The main difficulty in implementing big data is the complexity of calculating the case. This process is complicated by the presence of a large number of unknowns.

It is quite difficult to make any predictions for the future, while data about the past is not always within reach. In this situation, the most important thing is planning your initial actions:

  1. Defining a specific issue in solving which big data processing technology will be applied will help determine the concept and set the vector further actions. Having focused on collecting information specifically on this issue, it is also worth taking advantage of all available tools and methods to get a clearer picture. Moreover, this approach will greatly facilitate the decision-making process in the future.
  2. The likelihood that a big data project will be implemented by a team without certain skills and experience is extremely low. The knowledge that needs to be used in such complex research is usually acquired through long labor, which is why previous experience is so important in this field. It is difficult to overestimate the influence of a culture of using information obtained through such research. They provide various opportunities, including the abuse of received materials. To use information for good, you should adhere to elementary rules correct data processing.
  3. Insights are the core value of technology. The market still experiences an acute shortage of strong specialists who have an understanding of the laws of doing business, the importance of information and the scope of its application. One cannot ignore the fact that data analysis is key way To achieve your goals and develop your business, you need to strive to develop a specific model of behavior and perception. In this case, big data will be beneficial and play a positive role in solving business management issues.

Successful cases of big data implementation

Some of the cases listed below were more successful in data collection, others - in big data analytics and ways to apply the data obtained during the study.

  1. « Tinkoff Credit Systems» used the EMC2 Greenplum platform for massively parallel computing. Due to the continuous increase in the flow of card users in the bank, there was a need to make data processing faster. It was decided to use big data and work with unstructured information, as well as corporate information that was obtained from disparate sources. It did not escape the attention of their specialists that the analytical layer of the federal data warehouse is being introduced on the website of the Russian Federal Tax Service. Subsequently, on its basis, it is planned to organize a space that provides access to tax system data for subsequent processing and obtaining statistical data.
  2. The Russian startup is worth considering separately Synqera, engaged in big data online analysis and developed the Simplate platform. The bottom line is that a large amount of data is processed, data about consumers, their purchases, age, mood and state of mind are analyzed. A chain of cosmetics stores installed sensors at checkouts that can recognize customer emotions. After determining the mood, information about the buyer and the time of purchase are analyzed. After this, the buyer receives targeted information about discounts and promotions. This solution increased consumer loyalty and was able to increase the seller's income.
  3. We should also talk about a case study on the use of big data technologies in a company Dunkin'Donuts, which, similar to the previous example, used online analysis to increase profits. So, at retail outlets, displays displayed special offers, the contents of which changed every minute. The basis for substitutions in the text was both the time of day and the product in stock. From cash receipts, the company received information about which items were in greatest demand.

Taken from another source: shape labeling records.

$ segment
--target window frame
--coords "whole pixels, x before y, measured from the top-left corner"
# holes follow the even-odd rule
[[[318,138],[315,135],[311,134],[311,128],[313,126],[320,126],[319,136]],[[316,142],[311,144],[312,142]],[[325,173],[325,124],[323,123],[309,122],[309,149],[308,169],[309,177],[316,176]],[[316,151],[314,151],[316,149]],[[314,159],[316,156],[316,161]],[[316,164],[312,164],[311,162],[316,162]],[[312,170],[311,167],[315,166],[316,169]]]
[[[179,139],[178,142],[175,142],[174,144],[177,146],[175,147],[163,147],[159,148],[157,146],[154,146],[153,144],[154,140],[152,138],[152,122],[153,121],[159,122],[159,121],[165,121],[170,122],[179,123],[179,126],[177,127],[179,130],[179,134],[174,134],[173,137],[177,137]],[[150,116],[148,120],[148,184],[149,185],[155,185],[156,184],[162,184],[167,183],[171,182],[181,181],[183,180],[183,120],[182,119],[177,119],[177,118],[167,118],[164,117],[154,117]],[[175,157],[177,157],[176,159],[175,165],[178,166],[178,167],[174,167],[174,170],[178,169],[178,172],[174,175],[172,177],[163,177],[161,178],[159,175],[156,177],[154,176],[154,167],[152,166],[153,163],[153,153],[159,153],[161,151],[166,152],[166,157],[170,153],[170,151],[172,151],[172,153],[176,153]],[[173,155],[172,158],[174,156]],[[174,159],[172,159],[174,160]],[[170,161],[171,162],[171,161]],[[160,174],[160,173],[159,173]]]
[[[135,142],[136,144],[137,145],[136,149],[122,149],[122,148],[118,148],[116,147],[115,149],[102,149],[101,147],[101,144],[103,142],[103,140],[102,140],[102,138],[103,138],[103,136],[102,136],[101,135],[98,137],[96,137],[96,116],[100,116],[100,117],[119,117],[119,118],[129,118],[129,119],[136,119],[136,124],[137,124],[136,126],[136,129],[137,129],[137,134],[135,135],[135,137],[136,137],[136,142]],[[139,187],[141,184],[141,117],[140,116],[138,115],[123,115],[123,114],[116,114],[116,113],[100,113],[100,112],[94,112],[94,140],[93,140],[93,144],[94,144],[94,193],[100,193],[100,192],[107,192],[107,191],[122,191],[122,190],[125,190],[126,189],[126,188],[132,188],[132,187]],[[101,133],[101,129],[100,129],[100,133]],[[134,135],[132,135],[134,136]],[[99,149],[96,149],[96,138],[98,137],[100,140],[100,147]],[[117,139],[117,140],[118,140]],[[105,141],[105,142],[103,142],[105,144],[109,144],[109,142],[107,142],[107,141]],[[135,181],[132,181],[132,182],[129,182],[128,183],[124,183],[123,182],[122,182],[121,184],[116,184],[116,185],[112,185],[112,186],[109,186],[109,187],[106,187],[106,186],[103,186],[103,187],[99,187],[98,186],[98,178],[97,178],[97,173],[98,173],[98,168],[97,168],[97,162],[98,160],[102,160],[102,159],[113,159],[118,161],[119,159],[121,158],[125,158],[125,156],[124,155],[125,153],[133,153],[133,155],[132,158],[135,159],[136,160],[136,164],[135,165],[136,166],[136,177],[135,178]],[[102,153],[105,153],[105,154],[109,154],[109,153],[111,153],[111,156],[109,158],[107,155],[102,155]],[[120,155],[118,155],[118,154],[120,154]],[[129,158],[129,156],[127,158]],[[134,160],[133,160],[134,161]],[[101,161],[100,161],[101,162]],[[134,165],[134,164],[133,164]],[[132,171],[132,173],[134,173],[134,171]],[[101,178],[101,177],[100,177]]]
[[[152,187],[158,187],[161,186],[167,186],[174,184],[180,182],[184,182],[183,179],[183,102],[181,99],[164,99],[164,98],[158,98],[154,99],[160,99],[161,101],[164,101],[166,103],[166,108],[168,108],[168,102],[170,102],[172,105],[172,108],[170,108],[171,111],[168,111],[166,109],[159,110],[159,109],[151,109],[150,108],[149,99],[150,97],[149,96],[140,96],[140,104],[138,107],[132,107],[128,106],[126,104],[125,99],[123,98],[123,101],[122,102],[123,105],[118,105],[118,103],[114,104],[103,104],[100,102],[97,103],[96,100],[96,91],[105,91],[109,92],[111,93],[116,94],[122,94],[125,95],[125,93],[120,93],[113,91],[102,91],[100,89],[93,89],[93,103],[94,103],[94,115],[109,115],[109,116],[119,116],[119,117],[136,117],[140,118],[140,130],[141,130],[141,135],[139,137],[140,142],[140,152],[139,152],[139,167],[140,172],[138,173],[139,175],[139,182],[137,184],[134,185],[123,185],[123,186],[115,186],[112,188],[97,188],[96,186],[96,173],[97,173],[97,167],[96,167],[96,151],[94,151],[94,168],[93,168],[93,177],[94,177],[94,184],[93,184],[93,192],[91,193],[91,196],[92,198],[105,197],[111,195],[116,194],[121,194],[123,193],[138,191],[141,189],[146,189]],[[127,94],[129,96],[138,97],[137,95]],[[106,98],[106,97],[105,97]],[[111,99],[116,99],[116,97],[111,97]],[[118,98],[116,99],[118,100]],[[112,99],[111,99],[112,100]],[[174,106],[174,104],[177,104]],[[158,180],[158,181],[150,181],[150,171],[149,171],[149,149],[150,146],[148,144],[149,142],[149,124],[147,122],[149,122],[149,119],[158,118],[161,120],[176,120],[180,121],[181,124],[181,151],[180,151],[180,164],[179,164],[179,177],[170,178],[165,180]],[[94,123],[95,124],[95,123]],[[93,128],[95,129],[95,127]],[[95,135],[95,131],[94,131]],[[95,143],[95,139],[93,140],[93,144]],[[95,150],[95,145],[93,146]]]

This method allowed us to increase income and inventory turnover.

Thus, processing big data has a positive effect on solving business problems. An important factor, of course, is the choice of strategy and the use of the latest developments in the field of big data.

Information about the company

Archos. Field of activity: production and sale of electronic equipment. Territory: sales offices are open in nine countries (Spain, China, Russia, USA, France, etc.). Number of branch staff: 5 (in the Russian representative office).